Prerequisites

Alation Cloud Service Applies to Alation Cloud Service instances of Alation

Customer Managed Applies to customer-managed instances of Alation

Before you install and configure the OCF connector for Google BigQuery, ensure that you have performed the following:

Enable APIs

Enable the following APIs for OCF connector for Google BigQuery:

  • BigQuery API

  • Cloud Resource Manager API (Optional)

Enable BigQuery API

Enable the BigQuery API for projects you want to catalog.

Note

By default, the BigQuery API is enabled for all newly created projects. To verify, go to APIs & Services > Enabled APIs & services on Google Cloud Platform. If disabled, enable it by clicking ENABLE APIS AND SERVICES and selecting the BigQuery API.

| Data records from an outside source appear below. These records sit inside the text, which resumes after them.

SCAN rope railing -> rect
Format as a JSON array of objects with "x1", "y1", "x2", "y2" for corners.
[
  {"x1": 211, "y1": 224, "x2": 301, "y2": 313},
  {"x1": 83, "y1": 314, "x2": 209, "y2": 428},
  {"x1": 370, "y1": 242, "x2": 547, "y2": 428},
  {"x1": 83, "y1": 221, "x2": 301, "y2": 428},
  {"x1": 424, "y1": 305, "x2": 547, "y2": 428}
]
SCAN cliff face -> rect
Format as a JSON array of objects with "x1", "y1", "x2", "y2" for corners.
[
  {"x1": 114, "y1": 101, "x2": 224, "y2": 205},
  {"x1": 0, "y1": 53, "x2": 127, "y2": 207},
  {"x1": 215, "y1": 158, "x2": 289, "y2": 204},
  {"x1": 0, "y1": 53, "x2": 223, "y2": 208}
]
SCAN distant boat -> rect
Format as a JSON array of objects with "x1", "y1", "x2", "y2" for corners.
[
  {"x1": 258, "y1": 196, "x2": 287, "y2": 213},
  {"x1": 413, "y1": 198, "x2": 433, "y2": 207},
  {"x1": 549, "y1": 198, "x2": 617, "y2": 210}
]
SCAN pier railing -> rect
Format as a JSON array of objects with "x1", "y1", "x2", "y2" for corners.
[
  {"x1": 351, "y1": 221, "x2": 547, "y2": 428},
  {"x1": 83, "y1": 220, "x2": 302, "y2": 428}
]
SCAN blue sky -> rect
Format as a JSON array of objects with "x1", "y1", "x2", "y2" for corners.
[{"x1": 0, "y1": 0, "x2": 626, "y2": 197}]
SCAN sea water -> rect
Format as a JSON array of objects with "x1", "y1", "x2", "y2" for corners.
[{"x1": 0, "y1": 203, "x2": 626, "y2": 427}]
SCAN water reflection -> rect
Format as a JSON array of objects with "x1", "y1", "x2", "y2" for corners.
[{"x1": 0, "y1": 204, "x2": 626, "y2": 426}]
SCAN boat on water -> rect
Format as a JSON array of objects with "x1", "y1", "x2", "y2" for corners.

Enable Cloud Resource Manager API

Note

This is optional.

Enable Cloud Resource Manager API for the project you configure in the JDBC URI for Alation to perform permission checks for metadata extraction and query log ingestion. However, Alation recommends enabling the Cloud Resource Manager API to complete the access check to help you identify possible permission issues to perform Metadata Extraction and Query Log Ingestion.

Configure Network Connectivity

Open outbound TCP port 443 to the Google BigQuery server.

Additionally, if you have enabled firewall, you must include the following URLs to the allowlist.

  • https://www.googleapis.com/oauth2/v1/certs

  • https://oauth2.googleapis.com/token

  • https://accounts.google.com/o/oauth2/v2/auth

  • https://www.googleapis.com/robot/v1/metadata/x509/

  • https://www.googleapis.com/auth/bigquery

  • .1e100.net

Create a Service Account

Google service accounts are special accounts that belong to your applications or virtual machines instead of individual end-users. An application uses a service account to call the Google API of a service without users being directly involved in this flow.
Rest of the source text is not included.